We found that although the mean changes in Total BRSD scores over 12 months were not significantly different between the NEC and AD groups, comparing 1-year emergence demonstrated that behavioral symptoms were significantly more likely to emerge in AD patients over 12 months than in normal elderly control subjects over the same period. There were 13 symptoms that emerged in significantly more AD than NEC: physical signs of anxiety, lack of enjoyment, difficulty getting started, appetite change, unintentional weight change, uncooperativeness, restlessness, purposeless behavior, confusion at particular times of day, repetitiveness, social withdrawal, seeking more contact, and belief that people are in the house (items 2, 9, 10, 14, 15, 21, 24, 25, 26, 30, 31, 32, and 41). A manuscript describing the behavioral changes observed is currently in press.17
t1 showed that the total opportunities for emergence were greater for NEC than for AD. That is, symptomatology in NEC was essentially absent at baseline for the majority of items (greater possibility of emergence), whereas emergence was possible in the majority of items for a smaller proportion of AD. In spite of this, the observed overall emergence was dramatically greater in AD than in NEC. This supports the validity of the parameter.

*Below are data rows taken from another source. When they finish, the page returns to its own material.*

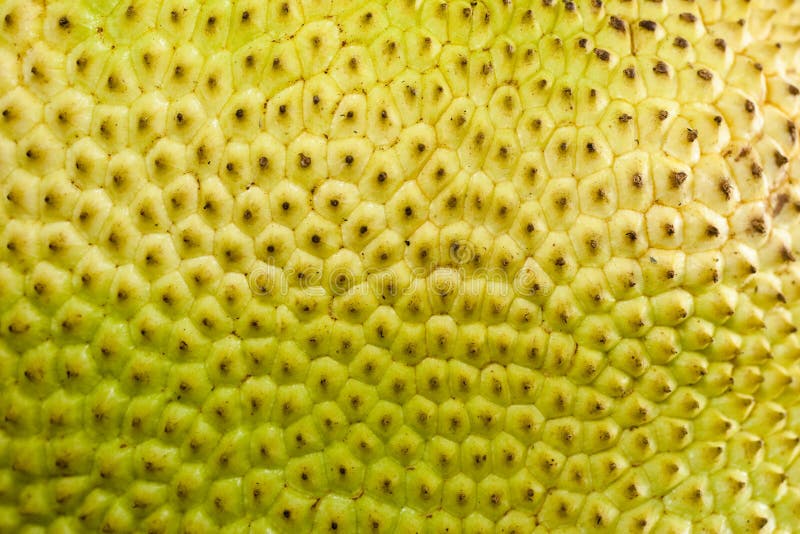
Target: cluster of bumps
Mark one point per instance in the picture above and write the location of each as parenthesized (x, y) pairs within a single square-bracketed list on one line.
[(423, 266)]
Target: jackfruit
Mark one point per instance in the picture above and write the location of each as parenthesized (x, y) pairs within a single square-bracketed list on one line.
[(399, 266)]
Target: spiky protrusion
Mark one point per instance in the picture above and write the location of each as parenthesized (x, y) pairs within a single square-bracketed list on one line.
[(392, 266)]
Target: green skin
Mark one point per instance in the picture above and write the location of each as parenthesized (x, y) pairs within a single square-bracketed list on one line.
[(402, 266)]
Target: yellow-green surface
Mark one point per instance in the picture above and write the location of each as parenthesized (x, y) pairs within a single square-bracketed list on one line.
[(420, 267)]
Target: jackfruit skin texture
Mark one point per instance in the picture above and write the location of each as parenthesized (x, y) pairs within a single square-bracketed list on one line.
[(483, 266)]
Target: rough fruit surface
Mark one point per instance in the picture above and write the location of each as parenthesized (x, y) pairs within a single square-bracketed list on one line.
[(407, 266)]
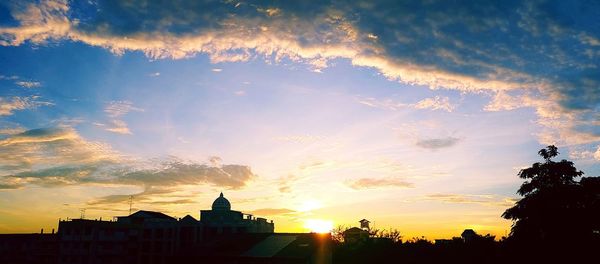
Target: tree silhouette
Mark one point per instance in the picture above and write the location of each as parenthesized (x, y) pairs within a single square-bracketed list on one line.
[(555, 207)]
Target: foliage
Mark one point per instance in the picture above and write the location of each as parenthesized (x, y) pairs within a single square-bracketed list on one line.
[(555, 206)]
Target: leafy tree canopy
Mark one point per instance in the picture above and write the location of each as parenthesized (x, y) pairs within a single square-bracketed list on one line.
[(555, 206)]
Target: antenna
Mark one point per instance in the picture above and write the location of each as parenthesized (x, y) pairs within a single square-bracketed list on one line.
[(130, 203)]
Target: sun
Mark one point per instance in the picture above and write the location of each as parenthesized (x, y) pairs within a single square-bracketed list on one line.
[(319, 225)]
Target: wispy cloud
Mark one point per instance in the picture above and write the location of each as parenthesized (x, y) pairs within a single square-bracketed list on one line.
[(9, 105), (447, 47), (437, 143), (116, 110), (28, 84), (433, 103), (376, 183)]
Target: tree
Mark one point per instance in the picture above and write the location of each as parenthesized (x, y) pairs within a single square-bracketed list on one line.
[(555, 206)]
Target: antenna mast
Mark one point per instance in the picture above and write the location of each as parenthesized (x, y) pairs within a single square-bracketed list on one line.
[(130, 203)]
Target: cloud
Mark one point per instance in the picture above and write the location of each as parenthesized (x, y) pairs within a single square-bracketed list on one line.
[(375, 183), (432, 103), (9, 105), (435, 103), (11, 130), (487, 200), (437, 143), (116, 110), (28, 84), (148, 196), (59, 157), (547, 48)]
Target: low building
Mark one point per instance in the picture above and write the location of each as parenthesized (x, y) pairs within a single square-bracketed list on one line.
[(469, 235), (29, 248), (222, 220), (150, 237), (355, 234)]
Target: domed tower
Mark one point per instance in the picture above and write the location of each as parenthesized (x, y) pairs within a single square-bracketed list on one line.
[(221, 204)]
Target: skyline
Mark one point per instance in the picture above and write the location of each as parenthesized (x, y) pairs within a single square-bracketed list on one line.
[(416, 116)]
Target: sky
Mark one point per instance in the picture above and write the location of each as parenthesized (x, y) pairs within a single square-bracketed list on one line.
[(416, 115)]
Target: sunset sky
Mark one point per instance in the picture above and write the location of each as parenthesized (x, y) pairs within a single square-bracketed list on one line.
[(416, 115)]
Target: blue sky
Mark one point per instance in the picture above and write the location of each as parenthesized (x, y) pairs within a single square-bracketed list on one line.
[(415, 115)]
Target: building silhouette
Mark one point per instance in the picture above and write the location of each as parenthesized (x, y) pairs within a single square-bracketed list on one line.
[(221, 235)]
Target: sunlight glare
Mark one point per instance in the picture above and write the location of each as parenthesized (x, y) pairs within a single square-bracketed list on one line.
[(318, 225)]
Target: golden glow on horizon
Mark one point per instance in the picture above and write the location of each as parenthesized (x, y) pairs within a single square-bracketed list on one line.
[(319, 225), (310, 205)]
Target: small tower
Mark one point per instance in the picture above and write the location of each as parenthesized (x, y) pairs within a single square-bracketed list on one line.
[(364, 224)]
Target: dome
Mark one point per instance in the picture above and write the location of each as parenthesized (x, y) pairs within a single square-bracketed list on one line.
[(221, 204)]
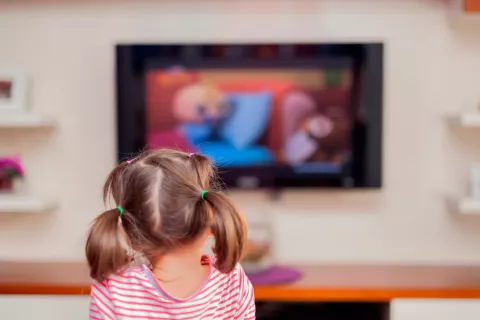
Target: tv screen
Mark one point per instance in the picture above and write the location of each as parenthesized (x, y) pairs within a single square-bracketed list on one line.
[(296, 115)]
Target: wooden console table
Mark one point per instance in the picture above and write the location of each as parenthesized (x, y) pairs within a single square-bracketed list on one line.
[(320, 283)]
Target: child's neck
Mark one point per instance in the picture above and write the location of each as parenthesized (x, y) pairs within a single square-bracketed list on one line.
[(174, 265)]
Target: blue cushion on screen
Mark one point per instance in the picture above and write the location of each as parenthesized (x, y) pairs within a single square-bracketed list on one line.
[(248, 119), (196, 133), (225, 155)]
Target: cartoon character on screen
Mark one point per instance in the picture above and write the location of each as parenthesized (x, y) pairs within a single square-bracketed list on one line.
[(320, 138), (199, 108), (334, 147), (200, 103), (304, 143)]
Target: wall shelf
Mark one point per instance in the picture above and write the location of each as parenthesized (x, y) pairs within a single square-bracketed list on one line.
[(25, 121), (24, 204), (467, 119), (468, 206)]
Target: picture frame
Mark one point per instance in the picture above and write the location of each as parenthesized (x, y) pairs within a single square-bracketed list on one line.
[(13, 90)]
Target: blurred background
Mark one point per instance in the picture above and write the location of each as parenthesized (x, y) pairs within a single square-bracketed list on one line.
[(331, 122)]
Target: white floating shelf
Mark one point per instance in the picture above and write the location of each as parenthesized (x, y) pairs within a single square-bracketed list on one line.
[(468, 120), (24, 204), (24, 120), (468, 206)]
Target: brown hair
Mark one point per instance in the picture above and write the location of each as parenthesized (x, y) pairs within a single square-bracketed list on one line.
[(160, 194)]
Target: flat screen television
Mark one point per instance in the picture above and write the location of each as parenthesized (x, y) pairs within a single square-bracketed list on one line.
[(268, 115)]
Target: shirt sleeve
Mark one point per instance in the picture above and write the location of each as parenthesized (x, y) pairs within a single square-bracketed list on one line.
[(101, 306), (247, 298)]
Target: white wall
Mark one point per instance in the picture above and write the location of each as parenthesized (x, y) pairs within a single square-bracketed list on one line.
[(430, 69)]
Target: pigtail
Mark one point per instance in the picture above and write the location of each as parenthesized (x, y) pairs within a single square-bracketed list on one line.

The analytic approach described here requires frequency or categorical ratings in the instruments to which it may be applied. Therefore, while it might be ideal for behavioral measures, it may not be generalizable to some other instruments useful in clinical trials. We are currently investigating this approach with cognitive measures and hope to report on its utility in other domains. Theoretically, this approach could be adapted to any ordered categorical scale.
Expected emergence rates (EER) provided clear evidence of clinically interpretable changes in the overall behavioral profiles in, and differences between, independent groups. Because the comparison of the changes in total scores did not distinguish the groups, we interpret these findings as evidence in support of the EER as a potential outcome measure. In particular, we believe that EER may offer improved sensitivity over change in total score. With the applicability of this approach to any categorical data, and in any population, calculation of expected emergence rates can be utilized as an outcome measure in many different domains and settings.